Quelques heures plus tard, le pouvoir béninois assurait avoir “mis en échec” la tentative de coup d’État, affirmant que les forces loyales contrôlaient l’ensemble des sites stratégiques.
Selon les premiers éléments communiqués par les autorités, une douzaine de soldats ont été arrêtés. Les putschistes justifiaient leur action par la dégradation de la sécurité dans le nord du pays, l’extension des attaques jihadistes et un malaise au sein de l’armée, alimenté par des promotions jugées arbitraires et un manque de soutien aux familles de soldats tués au front.
Dans la capitale, les axes menant au palais présidentiel ont été verrouillés et des hélicoptères ont survolé la ville. Pour autant, Cotonou n’a pas basculé dans le chaos : marchés ouverts, circulation presque normale, et une population qui, habituée à la stabilité politique du pays, a observé ces heures de tension avec prudence mais sans panique.
Cette tentative intervient dans un contexte politique chargé. Le Bénin, longtemps présenté comme un modèle démocratique régional, traverse depuis plusieurs années une phase de crispation : révisions constitutionnelles controversées, mandat présidentiel porté à sept ans, création d’un Sénat et critiques récurrentes de l’opposition sur une centralisation accrue du pouvoir. À cela s’ajoute une pression sécuritaire croissante au nord, où les groupes jihadistes multiplient les incursions.

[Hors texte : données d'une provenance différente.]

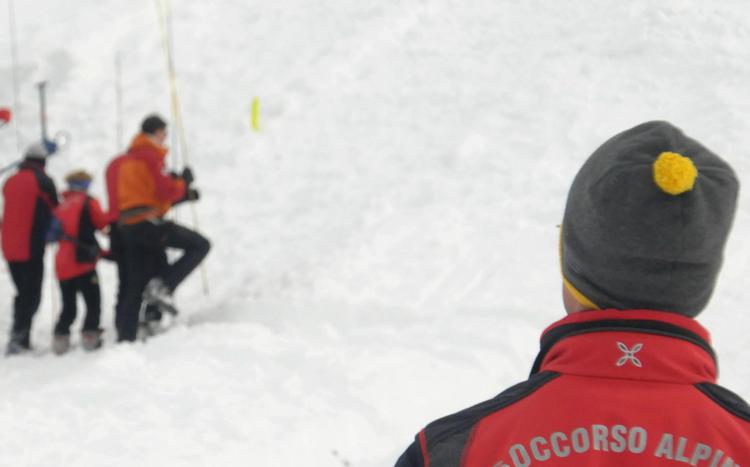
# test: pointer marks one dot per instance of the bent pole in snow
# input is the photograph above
(164, 11)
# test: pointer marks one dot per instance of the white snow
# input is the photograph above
(385, 248)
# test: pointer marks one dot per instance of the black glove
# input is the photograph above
(50, 146)
(193, 194)
(187, 175)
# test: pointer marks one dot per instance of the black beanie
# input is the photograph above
(152, 124)
(646, 221)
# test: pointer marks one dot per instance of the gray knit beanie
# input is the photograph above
(646, 221)
(36, 151)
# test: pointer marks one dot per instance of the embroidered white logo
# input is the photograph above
(629, 354)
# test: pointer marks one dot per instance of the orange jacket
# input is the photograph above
(142, 185)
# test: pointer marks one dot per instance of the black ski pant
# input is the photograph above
(144, 257)
(88, 285)
(27, 277)
(117, 254)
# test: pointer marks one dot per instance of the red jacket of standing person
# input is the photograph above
(609, 387)
(79, 216)
(30, 196)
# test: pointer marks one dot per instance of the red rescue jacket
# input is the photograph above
(80, 216)
(609, 388)
(30, 196)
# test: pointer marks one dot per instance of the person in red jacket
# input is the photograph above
(145, 192)
(628, 377)
(30, 196)
(76, 220)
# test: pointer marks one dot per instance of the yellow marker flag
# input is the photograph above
(255, 114)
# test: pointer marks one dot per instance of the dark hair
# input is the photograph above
(152, 124)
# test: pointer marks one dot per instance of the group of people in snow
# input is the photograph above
(140, 192)
(628, 377)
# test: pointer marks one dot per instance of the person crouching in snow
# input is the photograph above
(76, 219)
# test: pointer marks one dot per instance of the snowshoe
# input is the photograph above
(91, 340)
(18, 344)
(157, 293)
(60, 344)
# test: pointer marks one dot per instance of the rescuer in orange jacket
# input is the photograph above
(628, 378)
(145, 192)
(30, 196)
(76, 220)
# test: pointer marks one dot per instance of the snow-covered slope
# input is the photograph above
(385, 248)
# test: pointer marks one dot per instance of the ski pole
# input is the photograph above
(43, 109)
(14, 69)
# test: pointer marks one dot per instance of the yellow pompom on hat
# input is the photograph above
(78, 176)
(646, 221)
(674, 173)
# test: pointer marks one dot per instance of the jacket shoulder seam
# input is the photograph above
(727, 399)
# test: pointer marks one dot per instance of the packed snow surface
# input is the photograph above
(385, 247)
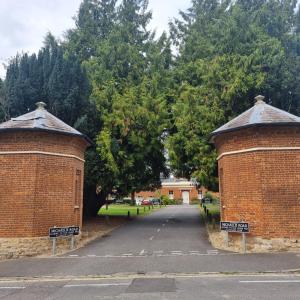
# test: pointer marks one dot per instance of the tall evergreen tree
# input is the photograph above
(229, 51)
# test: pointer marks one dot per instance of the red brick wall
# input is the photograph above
(38, 191)
(261, 187)
(177, 192)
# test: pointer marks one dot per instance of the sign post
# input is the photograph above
(56, 232)
(239, 227)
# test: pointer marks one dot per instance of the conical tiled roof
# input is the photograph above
(260, 114)
(40, 119)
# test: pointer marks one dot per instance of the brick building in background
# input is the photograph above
(259, 171)
(41, 174)
(174, 188)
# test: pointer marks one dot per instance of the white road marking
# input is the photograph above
(213, 252)
(95, 285)
(12, 287)
(269, 281)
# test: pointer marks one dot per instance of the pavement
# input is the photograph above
(169, 244)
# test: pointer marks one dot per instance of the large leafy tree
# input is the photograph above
(4, 109)
(126, 74)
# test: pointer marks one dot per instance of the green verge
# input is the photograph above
(123, 209)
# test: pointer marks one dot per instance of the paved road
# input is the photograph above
(172, 240)
(152, 288)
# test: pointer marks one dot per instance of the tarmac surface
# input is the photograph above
(165, 255)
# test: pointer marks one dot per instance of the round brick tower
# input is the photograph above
(259, 171)
(41, 174)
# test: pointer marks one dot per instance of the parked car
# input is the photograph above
(156, 201)
(146, 202)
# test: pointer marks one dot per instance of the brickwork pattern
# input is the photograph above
(261, 187)
(38, 191)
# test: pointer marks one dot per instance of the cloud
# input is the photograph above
(24, 24)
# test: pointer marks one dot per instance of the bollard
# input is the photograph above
(72, 244)
(226, 239)
(214, 223)
(53, 246)
(244, 245)
(107, 219)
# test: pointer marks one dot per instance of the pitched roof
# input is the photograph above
(260, 114)
(40, 119)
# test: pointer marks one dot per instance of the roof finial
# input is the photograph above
(259, 99)
(41, 105)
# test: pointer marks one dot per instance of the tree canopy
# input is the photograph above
(150, 102)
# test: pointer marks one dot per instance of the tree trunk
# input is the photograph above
(92, 201)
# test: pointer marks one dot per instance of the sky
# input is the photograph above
(24, 24)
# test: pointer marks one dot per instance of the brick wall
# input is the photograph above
(39, 191)
(261, 187)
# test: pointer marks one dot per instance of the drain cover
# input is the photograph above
(152, 285)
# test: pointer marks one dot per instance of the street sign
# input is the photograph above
(241, 227)
(63, 231)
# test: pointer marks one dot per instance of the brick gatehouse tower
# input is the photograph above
(41, 174)
(259, 171)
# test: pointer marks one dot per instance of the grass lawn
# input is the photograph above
(123, 209)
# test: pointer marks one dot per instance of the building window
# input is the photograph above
(78, 187)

À quatre mois de la présidentielle d’avril 2026 — à laquelle Patrice Talon ne peut pas se représenter — cet épisode sera un test pour les institutions béninoises. Reste à savoir si le gouvernement parviendra à transformer ce moment de vulnérabilité en démonstration de stabilité, ou si, au contraire, il révélera des fractures plus profondes dans l’armée et dans la société.